Gouvernance économique

Le niveau d’urbanisation reste très faible au Tchad, en Guinée Conakry, au Mali et au Niger, selon la Banque mondiale

Le niveau d’urbanisation reste très faible au Tchad, en Guinée Conakry, au Mali et au Niger, selon la Banque mondiale

(Niamey et les 2 jours) - Dans son rapport intitulé « Bilan économique AFCW3 » sur les défis de l’urbanisation en Afrique de l’Ouest, la Banque mondiale jette un pavé dans la mare sur les problèmes d’urbanisation dans certains pays de la sous-région et du Sahel.

En effet, la célèbre institution de Bretton Woods affirme que le niveau d’urbanisation reste faible au Tchad, en Guinée Conakry, au Mali et au Niger.

Pourtant, souligne-t-elle, l’urbanisation constitue un moteur important du développement socio-économique d'un pays. Corollaire d'un exode rural qui n'a de cesse de prendre de l'ampleur, l’urbanisation dans ces quatre pays cités est beaucoup plus concentrée dans les villes-capitales qui représentent souvent à elles seules, parfois près de la moitié du produit intérieur brut (PIB).

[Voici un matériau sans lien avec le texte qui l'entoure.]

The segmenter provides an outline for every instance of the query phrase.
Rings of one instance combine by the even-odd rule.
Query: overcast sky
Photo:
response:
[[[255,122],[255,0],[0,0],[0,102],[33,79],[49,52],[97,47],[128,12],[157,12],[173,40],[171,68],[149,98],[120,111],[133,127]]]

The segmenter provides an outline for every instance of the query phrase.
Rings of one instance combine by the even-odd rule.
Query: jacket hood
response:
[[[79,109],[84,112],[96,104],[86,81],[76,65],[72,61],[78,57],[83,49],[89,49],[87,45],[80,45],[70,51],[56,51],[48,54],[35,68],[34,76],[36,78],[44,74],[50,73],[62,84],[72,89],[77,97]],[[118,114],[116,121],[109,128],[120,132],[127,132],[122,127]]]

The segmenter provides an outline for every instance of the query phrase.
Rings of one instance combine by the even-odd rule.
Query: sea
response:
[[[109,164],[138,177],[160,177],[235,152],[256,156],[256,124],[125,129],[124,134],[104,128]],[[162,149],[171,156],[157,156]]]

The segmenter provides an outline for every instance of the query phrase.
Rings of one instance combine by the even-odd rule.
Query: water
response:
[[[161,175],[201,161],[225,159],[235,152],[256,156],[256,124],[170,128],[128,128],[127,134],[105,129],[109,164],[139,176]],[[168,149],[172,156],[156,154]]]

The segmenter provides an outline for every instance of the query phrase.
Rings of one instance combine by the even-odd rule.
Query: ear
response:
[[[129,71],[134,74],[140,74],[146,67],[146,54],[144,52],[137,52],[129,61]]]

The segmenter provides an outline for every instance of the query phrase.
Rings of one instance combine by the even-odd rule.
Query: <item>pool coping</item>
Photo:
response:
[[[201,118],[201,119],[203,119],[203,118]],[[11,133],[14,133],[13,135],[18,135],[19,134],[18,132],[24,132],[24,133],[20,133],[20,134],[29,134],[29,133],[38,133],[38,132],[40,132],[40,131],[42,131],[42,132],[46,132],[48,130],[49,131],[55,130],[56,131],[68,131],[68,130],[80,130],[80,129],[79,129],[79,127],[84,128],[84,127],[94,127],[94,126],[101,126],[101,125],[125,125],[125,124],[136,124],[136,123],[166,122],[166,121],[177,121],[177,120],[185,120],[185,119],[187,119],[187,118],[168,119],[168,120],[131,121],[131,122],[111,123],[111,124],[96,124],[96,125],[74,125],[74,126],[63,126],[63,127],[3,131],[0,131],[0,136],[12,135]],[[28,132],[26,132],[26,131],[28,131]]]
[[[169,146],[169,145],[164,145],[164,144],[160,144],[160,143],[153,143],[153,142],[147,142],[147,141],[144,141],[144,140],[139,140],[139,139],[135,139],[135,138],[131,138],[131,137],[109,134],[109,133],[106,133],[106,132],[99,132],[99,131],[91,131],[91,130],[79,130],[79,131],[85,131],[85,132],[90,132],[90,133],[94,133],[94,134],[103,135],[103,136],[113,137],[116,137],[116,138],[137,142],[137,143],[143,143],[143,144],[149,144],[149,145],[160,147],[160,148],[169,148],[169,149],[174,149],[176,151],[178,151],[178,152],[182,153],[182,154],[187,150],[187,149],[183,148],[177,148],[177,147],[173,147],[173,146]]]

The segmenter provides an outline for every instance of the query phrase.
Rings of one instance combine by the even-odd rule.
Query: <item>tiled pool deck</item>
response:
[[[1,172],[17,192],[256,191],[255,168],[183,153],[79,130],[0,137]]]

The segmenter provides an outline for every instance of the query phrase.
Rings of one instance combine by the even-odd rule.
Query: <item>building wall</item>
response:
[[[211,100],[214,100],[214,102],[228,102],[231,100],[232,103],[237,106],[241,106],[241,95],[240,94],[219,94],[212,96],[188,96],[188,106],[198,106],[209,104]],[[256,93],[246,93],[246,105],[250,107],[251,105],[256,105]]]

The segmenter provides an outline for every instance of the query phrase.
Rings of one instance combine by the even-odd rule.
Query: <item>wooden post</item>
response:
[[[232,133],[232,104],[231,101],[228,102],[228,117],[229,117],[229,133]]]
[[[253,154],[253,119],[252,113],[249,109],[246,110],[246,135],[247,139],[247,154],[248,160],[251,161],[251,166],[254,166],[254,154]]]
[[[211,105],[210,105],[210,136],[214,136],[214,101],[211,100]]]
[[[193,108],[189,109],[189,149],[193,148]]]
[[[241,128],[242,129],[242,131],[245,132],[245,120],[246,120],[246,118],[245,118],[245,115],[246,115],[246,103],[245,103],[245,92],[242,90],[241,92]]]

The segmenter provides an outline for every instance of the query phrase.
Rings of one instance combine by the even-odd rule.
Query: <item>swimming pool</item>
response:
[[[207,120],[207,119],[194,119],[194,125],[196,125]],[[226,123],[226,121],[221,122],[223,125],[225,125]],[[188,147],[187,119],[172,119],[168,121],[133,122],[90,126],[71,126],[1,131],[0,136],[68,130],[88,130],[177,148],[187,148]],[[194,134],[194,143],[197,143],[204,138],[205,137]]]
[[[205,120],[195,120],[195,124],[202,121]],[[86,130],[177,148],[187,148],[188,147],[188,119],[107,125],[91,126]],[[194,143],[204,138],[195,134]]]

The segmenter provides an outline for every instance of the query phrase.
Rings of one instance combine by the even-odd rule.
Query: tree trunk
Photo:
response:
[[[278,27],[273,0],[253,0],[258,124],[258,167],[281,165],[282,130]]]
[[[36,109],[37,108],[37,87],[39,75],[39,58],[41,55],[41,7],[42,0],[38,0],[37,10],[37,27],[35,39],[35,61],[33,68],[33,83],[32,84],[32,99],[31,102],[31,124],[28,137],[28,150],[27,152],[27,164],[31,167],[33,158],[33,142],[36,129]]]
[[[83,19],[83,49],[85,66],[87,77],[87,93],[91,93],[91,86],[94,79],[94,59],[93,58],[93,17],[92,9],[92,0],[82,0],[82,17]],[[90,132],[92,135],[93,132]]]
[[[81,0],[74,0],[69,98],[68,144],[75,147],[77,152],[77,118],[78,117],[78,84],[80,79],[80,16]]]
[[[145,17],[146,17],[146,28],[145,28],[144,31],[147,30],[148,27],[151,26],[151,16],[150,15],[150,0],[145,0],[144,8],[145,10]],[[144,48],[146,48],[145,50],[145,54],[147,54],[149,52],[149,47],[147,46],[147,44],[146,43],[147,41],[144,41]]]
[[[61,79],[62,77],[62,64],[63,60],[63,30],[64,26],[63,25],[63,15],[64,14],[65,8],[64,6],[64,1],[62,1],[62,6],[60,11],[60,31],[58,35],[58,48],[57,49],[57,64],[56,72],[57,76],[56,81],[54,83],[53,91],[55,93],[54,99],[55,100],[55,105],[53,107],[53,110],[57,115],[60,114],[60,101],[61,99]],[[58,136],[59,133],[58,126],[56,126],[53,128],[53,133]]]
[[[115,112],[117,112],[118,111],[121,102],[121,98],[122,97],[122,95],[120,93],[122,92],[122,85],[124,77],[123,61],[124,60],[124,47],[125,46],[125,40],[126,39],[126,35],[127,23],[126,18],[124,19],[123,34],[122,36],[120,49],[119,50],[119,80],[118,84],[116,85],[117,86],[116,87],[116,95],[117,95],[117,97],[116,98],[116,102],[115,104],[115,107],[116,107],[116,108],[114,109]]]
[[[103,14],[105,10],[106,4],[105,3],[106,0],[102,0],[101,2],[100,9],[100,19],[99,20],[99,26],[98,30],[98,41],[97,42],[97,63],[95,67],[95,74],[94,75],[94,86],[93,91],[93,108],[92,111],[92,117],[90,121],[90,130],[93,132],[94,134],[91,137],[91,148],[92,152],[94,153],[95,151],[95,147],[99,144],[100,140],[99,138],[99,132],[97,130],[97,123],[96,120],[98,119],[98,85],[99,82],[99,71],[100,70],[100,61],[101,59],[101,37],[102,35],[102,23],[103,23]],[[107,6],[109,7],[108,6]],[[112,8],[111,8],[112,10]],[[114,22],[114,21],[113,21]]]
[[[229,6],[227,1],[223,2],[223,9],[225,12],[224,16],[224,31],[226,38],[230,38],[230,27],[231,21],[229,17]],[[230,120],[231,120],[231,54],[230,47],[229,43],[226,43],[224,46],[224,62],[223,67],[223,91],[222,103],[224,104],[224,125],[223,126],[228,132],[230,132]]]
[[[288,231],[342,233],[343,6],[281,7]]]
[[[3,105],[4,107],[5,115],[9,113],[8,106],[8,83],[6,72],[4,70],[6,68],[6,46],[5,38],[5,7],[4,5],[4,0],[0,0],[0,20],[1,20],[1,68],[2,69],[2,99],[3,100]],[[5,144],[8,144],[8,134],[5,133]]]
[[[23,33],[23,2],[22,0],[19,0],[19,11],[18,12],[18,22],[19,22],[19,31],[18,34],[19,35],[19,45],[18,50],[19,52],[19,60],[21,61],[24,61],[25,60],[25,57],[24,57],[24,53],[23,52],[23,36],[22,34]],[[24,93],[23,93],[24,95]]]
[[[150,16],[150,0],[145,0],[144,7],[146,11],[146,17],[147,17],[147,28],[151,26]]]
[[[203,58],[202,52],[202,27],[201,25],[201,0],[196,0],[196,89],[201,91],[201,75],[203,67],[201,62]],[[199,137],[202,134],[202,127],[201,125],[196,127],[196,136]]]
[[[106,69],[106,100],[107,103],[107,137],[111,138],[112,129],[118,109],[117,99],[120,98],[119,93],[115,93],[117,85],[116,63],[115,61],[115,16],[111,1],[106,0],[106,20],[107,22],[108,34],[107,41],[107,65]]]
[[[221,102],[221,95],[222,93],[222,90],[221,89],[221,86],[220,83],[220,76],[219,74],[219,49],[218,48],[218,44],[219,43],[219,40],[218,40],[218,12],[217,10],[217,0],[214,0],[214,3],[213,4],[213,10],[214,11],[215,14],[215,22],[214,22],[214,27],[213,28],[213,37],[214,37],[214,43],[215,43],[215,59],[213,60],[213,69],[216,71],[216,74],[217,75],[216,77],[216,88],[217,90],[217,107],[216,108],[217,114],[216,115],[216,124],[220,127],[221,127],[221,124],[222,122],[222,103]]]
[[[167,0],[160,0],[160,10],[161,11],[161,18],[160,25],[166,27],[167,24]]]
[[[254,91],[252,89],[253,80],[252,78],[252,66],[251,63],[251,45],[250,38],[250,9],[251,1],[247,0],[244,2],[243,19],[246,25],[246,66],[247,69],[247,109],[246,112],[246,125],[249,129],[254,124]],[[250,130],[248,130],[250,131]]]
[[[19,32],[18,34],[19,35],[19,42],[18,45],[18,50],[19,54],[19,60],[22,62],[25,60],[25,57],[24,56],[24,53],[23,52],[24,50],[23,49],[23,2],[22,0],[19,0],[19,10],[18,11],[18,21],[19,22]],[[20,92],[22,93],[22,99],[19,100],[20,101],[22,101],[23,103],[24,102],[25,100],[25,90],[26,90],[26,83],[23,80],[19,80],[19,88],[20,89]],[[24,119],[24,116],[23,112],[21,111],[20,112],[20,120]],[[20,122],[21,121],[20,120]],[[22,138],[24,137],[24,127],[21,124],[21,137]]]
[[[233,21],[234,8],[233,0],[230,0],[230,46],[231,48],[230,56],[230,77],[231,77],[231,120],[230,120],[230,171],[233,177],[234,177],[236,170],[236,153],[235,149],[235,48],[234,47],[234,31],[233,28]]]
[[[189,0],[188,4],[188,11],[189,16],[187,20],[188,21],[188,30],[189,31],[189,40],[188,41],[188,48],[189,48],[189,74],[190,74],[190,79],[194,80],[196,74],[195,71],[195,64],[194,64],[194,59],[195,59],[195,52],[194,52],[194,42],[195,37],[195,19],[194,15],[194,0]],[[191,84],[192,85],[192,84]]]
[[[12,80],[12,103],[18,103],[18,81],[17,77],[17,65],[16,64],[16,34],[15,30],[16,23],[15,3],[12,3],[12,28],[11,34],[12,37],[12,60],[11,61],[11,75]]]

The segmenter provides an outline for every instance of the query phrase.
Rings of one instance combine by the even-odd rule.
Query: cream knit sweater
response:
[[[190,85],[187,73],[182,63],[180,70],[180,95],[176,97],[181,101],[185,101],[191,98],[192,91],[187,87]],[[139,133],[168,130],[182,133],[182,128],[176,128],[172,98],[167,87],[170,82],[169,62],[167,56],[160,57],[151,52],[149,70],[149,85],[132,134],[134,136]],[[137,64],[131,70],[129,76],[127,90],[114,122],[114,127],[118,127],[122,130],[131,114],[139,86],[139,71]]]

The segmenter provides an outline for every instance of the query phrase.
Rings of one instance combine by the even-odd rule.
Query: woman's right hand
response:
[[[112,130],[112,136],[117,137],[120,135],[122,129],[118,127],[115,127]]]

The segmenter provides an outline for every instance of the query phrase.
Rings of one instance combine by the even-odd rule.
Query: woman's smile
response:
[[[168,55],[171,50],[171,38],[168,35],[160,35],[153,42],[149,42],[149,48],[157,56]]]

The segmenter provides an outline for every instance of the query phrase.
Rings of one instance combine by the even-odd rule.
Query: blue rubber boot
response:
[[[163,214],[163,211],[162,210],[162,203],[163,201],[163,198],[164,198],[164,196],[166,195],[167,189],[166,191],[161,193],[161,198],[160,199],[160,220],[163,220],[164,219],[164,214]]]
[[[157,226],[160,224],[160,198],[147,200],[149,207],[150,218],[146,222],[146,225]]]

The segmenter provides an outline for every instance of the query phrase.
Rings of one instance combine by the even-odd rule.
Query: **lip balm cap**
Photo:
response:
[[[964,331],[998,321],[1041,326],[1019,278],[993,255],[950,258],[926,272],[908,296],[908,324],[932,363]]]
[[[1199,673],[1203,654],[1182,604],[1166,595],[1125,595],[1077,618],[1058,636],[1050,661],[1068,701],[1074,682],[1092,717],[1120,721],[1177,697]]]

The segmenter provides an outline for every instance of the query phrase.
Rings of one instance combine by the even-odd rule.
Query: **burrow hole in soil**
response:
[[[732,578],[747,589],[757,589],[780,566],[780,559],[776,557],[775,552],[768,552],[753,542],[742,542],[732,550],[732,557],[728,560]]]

A titre d'exemple, le Mali doit le tiers de son PIB à la seule ville de Bamako. Et à peu près 27% pour Conakry (Guinée) et Niamey (Niger).    

Toutefois, « malgré leur importance pour leur économie nationale, Bamako, Conakry et Niamey ne sont pas des moteurs de croissance et de prestation de services efficaces. Aucune de ces trois capitales ne parvient à accroître sa compétitivité ni à garantir des services urbains adéquats à ses habitants », a affirmé Soukeyna Kane, directrice des opérations de la Banque mondiale Tchad, Guinée, Mali, Niger, lors de la présentation de ce rapport en vidéo-conférence et en simultané dans ces pays concernés, le 20 juin.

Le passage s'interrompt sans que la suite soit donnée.